[Feature request] How to support special tokens in tokenizer of llama_cpp? #1501

Snowdar · 2023-05-17T10:35:22Z

I want to expand my vocab from 32000 to 32002 by adding two special tokens: '<start>' and '<end>'. However, after I hacked the BPE model (appended two user-defined tokens), modified the size of relative weights of the model, and converted it to a .ggml file, I found that the special tokens were still split into several token IDs. Adjusting the scores of the special tokens did not work. I do not want to insert the special tokens between 0 to 32000 to keep the original order of tokens, so I have not tested inserting the special words at different positions.

In the original SentencePiece tokenizer, it will also not work when the type of special token is not user-defined https://github.com/google/sentencepiece/blob/master/src/sentencepiece_model.proto. So I want to ask whether llama_cpp considers supporting user-defined tokens? (Before this, an option is to use sentencepiece of python and llama-cpp-python to inference)

Thanks for your reply.

(By the way, the Llama tokenizer (BPE) was trained by adding an add_dummy_prefix option, so do not directly use the add_special_tokens function of the tokenizer of hugging face transformers in your training. Because it will first cut the entire sentence according to the special token, and then throw the remaining parts to the bpe model, so spaces will be added at the beginning of each part by the bpe model, which will be inconsistent with the token during llama_cpp inference.)

FNsi · 2023-05-17T12:39:34Z

Can you tell me how you removed the extra tokens from that model?

ShadowPower · 2023-05-17T13:51:02Z

Now there is a model that uses the add_special_tokens function: https://huggingface.co/IDEA-CCNL/Ziya-LLaMA-13B-v1
It adds two tokens: <human> and <bot> to distinguish between text from user input and AI generation.
According to you, maybe llama.cpp can't support models like this one right now...

JWNoctis · 2023-05-18T01:32:10Z

Now there is a model that uses the add_special_tokens function: https://huggingface.co/IDEA-CCNL/Ziya-LLaMA-13B-v1 It adds two tokens: <human> and <bot> to distinguish between text from user input and AI generation. According to you, maybe llama.cpp can't support models like this one right now...

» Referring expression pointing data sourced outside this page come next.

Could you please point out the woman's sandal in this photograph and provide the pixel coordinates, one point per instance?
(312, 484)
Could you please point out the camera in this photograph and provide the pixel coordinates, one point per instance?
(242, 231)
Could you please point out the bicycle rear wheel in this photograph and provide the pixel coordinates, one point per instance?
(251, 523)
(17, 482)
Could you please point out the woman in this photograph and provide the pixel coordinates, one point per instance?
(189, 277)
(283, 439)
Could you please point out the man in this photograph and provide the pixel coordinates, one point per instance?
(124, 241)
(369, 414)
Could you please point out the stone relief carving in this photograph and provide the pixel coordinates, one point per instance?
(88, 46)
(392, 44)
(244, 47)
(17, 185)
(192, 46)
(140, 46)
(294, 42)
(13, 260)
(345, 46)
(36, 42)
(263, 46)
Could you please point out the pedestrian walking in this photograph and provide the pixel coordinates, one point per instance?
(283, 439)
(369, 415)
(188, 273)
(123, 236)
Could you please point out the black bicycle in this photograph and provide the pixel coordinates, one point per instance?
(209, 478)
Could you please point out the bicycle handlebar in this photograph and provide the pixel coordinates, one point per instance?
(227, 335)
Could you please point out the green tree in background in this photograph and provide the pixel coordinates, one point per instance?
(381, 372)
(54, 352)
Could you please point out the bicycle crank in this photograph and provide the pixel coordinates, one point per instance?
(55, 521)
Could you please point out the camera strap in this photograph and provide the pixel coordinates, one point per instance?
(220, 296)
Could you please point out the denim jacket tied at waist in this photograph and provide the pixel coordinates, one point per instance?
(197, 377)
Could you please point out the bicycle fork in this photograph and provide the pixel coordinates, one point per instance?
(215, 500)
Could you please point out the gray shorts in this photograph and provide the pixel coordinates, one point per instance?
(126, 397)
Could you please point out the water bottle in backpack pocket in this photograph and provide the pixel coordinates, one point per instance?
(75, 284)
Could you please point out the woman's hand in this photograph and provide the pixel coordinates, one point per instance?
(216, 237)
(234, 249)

Unless I've misunderstood, there are a lot more than that - I think even Vicuna 1.1 added a </s> or what they called (another?) EOS token to delineate between generations. OpenAssistantadded more than a few.

Snowdar · 2023-05-18T01:46:17Z

Can you tell me how you removed the extra tokens from that model?

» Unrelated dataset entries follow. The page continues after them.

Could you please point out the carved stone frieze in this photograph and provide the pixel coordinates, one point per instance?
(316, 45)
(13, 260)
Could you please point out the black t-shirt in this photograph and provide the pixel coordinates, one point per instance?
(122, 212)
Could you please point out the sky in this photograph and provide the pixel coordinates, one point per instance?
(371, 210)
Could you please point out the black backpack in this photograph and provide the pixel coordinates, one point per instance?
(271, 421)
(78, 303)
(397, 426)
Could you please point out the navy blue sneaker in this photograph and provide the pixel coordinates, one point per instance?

I did not remove any tokens but appended extra tokens. If you want, firstly, you should modify the BPE model by changing the pieces field of the SentencePiece model proto class (maybe it should be careful). Secondly, there are two weights, model.embed_tokens.weight and lm_head.weight, relative to the vocab_size, so just modify these two tensors and make sure the indices are consistent with the bpe tokens.

Snowdar · 2023-05-18T01:59:01Z

Now there is a model that uses the add_special_tokens function: https://huggingface.co/IDEA-CCNL/Ziya-LLaMA-13B-v1 It adds two tokens: <human> and <bot> to distinguish between text from user input and AI generation. According to you, maybe llama.cpp can't support models like this one right now...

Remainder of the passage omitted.